Despite GPT-4 currently functioning to provide text-based outputs to its users, GPT-4 is multimodal and primarily runs on processing data provided to it to generate a text-based output. On the other hand, ChatGPT served only as a text-to-text generator that only accepted text-based information as inputs. GPT-4 now has the ability to view and analyze images and provides relevant pointers upon decoding the various aspects of the images. The AI tool also has the potential to understand deeper connotations and contextual settings, especially demonstrated by its ability to point out humorous elements in specific pictures. This also hints at the GPT-4 AI’s faculties that allow it to decipher relative meanings of words and figure out specific undertones in sentences despite these elements not being explicitly apparent.

  • Short-Term Memory

Another feather in GPT-4’s hat has been its ability to maintain conversations for longer and also remain committed to the discussion with fairly relevant information in response to successive prompts. This is due to GPT-4’s larger short-term memory, capable of analyzing and keeping track of nearly 64,000 words; on the other hand, ChatGPT’s short-term memory would be at its limit at just about 8,000 words. The latter’s inability to keep up with extended long-form prompts is especially punctuated when the expectations of the responses are fact-heavy and require more processing capabilities. However, GPT-4 is capable of engaging a far higher number of tokens relative to its predecessors and can also follow instructions to pull text and content from URLs pasted to the chatbot’s interface. These enhanced memory capabilities are bound to add weight to GPT-4’s processing and fidelity credentials. 

  • Consistency

It is not unknown to users of ChatGPT that the AI chatbot can often run into problems when generating long responses. GPT-4 is more adept at doing this than its predecessor, maintaining constant flow, legibility, and relevance. Users can also create long-form text by providing specified data sets to the interface, signifying GPT-4’s primary nature of operating on a data-to-text model for its functioning. New developments and enhanced training have also enabled GPT-4 to allow its users to define a set structure for the responses they expect. This is also observed in the model’s capacity for processing and responding to multilingual prompts with an impressive degree of consistency. These tasks might also be scalable, allowing potential creators to repeat certain prompts a set number of times. 
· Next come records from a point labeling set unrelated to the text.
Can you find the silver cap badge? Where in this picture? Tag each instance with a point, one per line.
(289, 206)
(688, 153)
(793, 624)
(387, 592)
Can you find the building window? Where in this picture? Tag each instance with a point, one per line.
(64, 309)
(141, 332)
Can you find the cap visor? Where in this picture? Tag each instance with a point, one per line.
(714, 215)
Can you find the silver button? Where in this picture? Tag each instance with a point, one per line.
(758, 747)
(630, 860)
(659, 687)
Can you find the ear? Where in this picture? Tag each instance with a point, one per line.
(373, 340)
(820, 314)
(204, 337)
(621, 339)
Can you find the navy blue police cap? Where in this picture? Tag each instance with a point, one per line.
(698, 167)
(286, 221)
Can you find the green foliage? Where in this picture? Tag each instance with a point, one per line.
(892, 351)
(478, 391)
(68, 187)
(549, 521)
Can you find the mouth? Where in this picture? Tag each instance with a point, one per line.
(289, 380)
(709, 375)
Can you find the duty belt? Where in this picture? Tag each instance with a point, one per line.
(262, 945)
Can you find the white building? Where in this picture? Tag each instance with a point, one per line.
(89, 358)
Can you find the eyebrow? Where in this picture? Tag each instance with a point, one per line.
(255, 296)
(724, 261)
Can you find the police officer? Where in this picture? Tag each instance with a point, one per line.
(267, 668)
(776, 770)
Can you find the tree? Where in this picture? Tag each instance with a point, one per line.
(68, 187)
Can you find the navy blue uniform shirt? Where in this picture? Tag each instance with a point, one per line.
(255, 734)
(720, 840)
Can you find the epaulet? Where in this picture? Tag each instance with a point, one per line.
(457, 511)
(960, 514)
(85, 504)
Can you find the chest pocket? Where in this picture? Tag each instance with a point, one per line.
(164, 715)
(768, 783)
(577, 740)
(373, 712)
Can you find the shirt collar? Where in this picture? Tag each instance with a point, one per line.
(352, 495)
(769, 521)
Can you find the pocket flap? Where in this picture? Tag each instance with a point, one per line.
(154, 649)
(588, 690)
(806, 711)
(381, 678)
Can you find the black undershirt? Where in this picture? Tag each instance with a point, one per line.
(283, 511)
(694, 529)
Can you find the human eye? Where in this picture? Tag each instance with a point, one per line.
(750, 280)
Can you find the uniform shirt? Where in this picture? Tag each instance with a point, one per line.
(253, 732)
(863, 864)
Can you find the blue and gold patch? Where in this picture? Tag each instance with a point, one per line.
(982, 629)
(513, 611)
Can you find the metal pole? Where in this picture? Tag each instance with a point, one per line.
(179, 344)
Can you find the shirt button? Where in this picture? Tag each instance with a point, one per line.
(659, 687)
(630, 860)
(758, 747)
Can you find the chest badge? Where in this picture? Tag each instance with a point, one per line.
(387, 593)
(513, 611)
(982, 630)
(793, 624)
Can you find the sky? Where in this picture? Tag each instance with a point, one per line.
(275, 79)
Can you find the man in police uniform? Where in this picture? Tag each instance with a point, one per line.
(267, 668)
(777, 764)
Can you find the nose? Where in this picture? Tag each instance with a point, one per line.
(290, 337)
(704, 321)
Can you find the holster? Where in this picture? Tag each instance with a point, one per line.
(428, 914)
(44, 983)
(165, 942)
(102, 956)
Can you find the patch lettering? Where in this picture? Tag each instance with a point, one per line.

What to Expect: GPT-4 and Future Language Models

A screen full of computer code

The future of AI and language model development currently relies on constant improvement and training.
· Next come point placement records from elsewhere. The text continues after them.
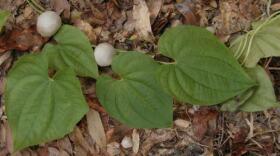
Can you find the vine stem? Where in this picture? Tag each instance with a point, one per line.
(254, 32)
(117, 50)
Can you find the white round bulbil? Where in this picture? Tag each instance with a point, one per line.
(48, 23)
(103, 54)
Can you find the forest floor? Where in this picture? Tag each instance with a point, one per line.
(137, 25)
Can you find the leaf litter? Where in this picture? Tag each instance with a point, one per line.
(198, 130)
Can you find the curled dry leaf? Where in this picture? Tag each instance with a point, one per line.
(156, 137)
(204, 121)
(95, 128)
(22, 40)
(135, 141)
(182, 123)
(61, 6)
(91, 33)
(186, 8)
(154, 8)
(142, 23)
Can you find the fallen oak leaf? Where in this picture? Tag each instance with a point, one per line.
(95, 128)
(21, 40)
(204, 121)
(186, 8)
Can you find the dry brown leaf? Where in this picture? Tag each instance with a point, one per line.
(154, 8)
(95, 128)
(142, 24)
(61, 6)
(22, 40)
(79, 140)
(156, 137)
(65, 145)
(135, 141)
(186, 8)
(113, 149)
(204, 121)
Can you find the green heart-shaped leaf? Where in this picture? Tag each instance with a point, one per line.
(41, 108)
(135, 98)
(204, 71)
(73, 50)
(3, 18)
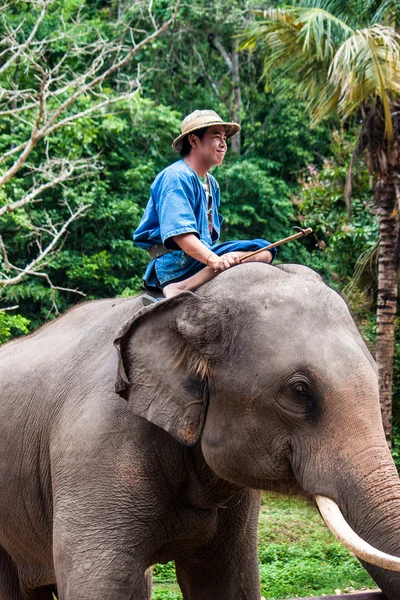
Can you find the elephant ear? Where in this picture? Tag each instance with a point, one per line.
(166, 357)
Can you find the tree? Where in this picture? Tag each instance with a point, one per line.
(57, 71)
(345, 59)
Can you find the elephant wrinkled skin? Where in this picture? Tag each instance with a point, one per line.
(259, 380)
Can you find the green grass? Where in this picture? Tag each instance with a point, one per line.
(298, 556)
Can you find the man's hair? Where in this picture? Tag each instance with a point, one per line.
(186, 147)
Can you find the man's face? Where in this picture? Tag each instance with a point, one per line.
(212, 148)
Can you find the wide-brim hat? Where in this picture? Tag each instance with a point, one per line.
(199, 119)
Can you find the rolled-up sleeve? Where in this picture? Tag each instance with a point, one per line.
(176, 214)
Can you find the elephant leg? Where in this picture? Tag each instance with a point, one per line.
(227, 568)
(230, 578)
(9, 581)
(92, 566)
(42, 593)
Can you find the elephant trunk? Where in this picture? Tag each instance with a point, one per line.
(335, 521)
(372, 509)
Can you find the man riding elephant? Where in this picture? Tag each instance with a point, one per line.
(181, 223)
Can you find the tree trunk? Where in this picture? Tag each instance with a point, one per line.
(387, 292)
(237, 98)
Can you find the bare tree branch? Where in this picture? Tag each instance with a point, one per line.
(48, 102)
(36, 263)
(67, 168)
(21, 48)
The many improvements showcased by the GPT-4 AI when compared to its popular predecessor have set the stage for enhanced applications of AI for numerous tasks. However, it also remains apparent that the new AI iteration still remains disposed to a variety of constraints and limitations that others in the series were known for. Factuality and coherence remain consistent with GPT-4; however, it is still quite likely to generate facts out of thin air, often misleading its users. Similarly, the concerns surrounding AI being rather mechanical rather than intuitive will continue to gather steam. This is because language models function on constant analysis and memorization of data points, as opposed to thinking critically like a human being. Its applications in sensitive and high-accuracy tasks remain a pipedream, and only time will tell whether AI and chatbots will truly be able to achieve perfection.